Vor ein paar Wochen ist dieser Salinger jedenfalls gestorben und mein Liebster hatte plötzlich Lust, sich "Der Fänger im Roggen" nochmal zu kaufen, und ich hab´s also auch gleich nochmal gelesen. Und was finde ich? Vor allem, dass dieser Holden ganz schön von sich überzeugt ist. Davon, dass er auf jeden Fall alles richtig macht und so. Und dann habe ich festgestellt, dass ich wohl eine ziemlich verlogene alte Schachtel geworden bin, weil ich plötzlich alles in Frage stelle, was der gute Holden so treibt. Sollte man nicht, sollte man einfach genießen und mal wieder alles etwas kritischer beäugen, was die anderen so machen.

Und ich finde außerdem, dass da sämtliche tiefgreifenden Erklärungs- und Literaturdeutungsversuche echt total fehl am Platz sind. Den Salinger muss man einfach lesen. Und zwar am besten mit 16. Und dann immer wieder mal, wenn einem danach ist. Oder auch wenn einem nicht danach ist, das muss einfach alle fünf Jahre Pflichtlektüre werden. Ohne das ganze tiefschürfende Erklärungszeug, das Literaturfreunde immer anschleppen, um auch bloß den letzten Leser von dem Buch wegzukriegen. Der Salinger ist nichts zum Interpretieren, glaubt mir, der ist was zum Fühlen und sich frei machen. Der Salinger ist eher ein Lebensgefühl auf ein paar hundert Seiten, als Objekt irgendeines Literatengeschwafels.

91 ist er jedenfalls geworden, der gute J. D., und man kann sich gar nicht vorstellen, dass so ein alter Mann so ein Buch geschrieben hat. Natürlich hat er das nicht mit 91 geschrieben oder so. Aber: Immerhin hat der das Buch erst im zarten Alter von 31 Jahren oder so herausgebracht. Der Jüngste war der da auch nicht mehr. Wie kann man in dem Alter sowas noch fabrizieren? Vom Erwachsenwerden und Herumpubertieren hat man da doch eigentlich schon gar keine Ahnung mehr. Merke ich jedenfalls an mir, glaube ich.
Deshalb wird es auch höchste Zeit, dass ich "Die neuen Leiden des jungen W." nochmal lese.

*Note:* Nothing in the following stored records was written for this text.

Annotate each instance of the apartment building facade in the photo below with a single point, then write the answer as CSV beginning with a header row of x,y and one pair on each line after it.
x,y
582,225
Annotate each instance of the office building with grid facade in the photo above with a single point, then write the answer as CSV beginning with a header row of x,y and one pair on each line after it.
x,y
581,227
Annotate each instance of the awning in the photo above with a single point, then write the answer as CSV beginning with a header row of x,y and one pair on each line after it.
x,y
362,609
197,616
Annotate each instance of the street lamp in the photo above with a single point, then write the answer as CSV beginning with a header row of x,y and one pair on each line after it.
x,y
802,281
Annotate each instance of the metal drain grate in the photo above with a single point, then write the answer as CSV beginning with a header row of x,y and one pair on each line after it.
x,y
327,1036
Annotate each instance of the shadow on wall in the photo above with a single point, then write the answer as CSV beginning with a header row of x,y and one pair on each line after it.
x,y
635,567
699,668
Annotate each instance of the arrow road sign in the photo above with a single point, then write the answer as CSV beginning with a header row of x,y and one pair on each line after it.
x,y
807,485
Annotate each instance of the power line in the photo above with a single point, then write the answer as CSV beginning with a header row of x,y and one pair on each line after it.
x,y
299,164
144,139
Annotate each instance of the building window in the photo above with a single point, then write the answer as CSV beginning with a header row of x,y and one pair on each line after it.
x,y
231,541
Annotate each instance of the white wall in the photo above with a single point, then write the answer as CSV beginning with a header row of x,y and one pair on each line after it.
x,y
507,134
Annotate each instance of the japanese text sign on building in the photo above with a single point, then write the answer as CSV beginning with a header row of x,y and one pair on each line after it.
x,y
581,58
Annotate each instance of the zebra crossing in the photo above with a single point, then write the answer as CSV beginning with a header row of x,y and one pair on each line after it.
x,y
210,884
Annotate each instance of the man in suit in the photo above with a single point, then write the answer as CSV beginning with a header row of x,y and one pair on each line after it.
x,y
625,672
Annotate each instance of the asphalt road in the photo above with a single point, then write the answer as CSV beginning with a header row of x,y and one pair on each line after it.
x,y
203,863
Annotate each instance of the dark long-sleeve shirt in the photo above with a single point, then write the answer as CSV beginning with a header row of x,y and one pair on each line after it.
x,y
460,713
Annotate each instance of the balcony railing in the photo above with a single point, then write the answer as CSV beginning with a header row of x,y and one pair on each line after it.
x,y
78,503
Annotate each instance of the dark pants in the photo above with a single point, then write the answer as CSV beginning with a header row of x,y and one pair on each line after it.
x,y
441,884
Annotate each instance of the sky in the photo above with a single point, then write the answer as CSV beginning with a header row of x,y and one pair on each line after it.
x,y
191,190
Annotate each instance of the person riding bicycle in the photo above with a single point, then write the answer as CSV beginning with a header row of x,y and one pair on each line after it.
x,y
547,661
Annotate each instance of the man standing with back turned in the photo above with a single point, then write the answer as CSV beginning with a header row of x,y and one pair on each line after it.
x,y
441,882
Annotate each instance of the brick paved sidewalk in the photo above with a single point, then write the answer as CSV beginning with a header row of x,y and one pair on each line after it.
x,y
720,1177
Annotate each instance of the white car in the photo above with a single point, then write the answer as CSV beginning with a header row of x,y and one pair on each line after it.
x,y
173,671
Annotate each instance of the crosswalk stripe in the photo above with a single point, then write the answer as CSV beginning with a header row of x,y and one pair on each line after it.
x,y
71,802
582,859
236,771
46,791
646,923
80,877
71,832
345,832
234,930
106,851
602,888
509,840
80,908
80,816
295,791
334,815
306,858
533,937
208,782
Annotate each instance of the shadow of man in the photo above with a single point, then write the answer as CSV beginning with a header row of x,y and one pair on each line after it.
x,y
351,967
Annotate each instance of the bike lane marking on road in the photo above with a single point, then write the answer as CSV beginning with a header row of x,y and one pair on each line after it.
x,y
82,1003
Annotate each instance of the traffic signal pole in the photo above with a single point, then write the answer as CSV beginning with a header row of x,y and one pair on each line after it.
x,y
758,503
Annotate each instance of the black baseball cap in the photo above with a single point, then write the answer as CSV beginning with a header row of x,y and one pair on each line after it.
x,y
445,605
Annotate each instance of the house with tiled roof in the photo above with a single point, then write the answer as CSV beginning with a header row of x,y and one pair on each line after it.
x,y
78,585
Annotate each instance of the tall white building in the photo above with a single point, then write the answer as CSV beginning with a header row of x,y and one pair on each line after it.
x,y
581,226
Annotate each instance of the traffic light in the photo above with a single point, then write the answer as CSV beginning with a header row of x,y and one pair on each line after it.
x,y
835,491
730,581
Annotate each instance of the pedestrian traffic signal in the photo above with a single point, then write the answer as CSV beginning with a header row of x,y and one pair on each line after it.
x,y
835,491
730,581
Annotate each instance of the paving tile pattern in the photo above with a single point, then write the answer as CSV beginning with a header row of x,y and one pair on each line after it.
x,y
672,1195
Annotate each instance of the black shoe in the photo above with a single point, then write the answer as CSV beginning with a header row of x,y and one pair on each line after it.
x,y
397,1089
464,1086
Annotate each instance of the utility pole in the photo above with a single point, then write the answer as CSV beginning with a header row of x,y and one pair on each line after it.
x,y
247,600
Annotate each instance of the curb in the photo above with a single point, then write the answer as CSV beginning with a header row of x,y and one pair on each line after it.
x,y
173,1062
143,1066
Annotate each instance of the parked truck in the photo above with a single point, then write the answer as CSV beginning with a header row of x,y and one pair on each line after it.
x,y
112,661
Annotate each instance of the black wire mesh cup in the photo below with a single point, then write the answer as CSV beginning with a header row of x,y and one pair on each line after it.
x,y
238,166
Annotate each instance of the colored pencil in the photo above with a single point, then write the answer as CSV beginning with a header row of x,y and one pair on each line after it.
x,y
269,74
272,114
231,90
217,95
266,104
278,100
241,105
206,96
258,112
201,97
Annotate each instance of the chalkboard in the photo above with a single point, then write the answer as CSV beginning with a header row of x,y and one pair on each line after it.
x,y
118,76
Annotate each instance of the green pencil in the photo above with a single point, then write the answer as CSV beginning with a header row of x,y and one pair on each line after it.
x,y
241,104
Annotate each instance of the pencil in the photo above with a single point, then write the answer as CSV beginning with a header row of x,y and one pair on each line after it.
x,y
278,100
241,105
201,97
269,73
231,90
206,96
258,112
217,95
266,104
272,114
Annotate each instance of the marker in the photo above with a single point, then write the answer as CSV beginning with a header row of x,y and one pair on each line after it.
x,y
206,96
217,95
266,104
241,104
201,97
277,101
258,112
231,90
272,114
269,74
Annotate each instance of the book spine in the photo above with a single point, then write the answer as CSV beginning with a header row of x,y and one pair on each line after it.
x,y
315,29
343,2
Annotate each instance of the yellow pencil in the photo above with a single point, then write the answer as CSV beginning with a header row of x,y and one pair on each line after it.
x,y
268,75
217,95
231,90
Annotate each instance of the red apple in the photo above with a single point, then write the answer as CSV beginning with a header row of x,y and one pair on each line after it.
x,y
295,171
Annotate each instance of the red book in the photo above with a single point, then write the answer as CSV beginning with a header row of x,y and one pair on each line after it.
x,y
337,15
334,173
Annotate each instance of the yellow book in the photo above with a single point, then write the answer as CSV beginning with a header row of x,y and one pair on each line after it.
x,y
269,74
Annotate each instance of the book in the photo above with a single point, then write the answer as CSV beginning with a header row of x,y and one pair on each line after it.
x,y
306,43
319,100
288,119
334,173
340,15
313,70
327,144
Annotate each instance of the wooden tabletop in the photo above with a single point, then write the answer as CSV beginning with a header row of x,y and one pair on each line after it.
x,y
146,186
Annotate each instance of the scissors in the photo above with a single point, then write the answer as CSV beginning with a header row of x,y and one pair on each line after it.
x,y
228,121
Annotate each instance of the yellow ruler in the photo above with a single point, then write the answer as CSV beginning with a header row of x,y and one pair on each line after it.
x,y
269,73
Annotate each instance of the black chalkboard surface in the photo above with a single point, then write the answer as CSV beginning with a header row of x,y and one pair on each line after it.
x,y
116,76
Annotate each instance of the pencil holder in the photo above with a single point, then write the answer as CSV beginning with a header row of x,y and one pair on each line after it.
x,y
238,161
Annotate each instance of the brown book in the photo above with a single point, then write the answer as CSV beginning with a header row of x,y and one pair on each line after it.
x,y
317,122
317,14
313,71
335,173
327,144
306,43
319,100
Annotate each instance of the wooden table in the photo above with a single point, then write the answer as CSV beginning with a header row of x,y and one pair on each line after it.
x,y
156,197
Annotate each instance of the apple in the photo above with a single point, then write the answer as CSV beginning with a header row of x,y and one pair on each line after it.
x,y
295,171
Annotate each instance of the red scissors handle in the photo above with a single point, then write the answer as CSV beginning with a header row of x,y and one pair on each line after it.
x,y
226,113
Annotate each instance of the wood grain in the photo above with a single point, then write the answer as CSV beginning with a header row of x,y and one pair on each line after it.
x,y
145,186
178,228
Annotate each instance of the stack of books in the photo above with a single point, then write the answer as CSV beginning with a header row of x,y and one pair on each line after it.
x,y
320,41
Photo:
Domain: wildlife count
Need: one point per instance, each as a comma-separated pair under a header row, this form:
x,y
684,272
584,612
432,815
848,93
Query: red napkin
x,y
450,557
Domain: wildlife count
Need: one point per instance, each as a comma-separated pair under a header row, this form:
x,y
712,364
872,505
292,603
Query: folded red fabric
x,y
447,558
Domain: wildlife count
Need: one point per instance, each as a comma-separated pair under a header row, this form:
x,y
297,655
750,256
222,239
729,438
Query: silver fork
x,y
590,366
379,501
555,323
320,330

- Das habe ich mir schon zweimal gekauft, zweimal verliehen und dann zweimal nie wieder gekriegt. Ich hoffe, dass beide Bücher wenigstens gut behütet und geliebt in Schränken stehen und gelesen werden. So wie der Salinger. Der darf wirklich nicht aus der Mode kommen, auch wenn der Typ, der das geschrieben hat schon lauter Falten hat und tot ist und so.
Edgar und Holden, das sind eben Helden. Und Helden sterben ja bekanntlich nie aus.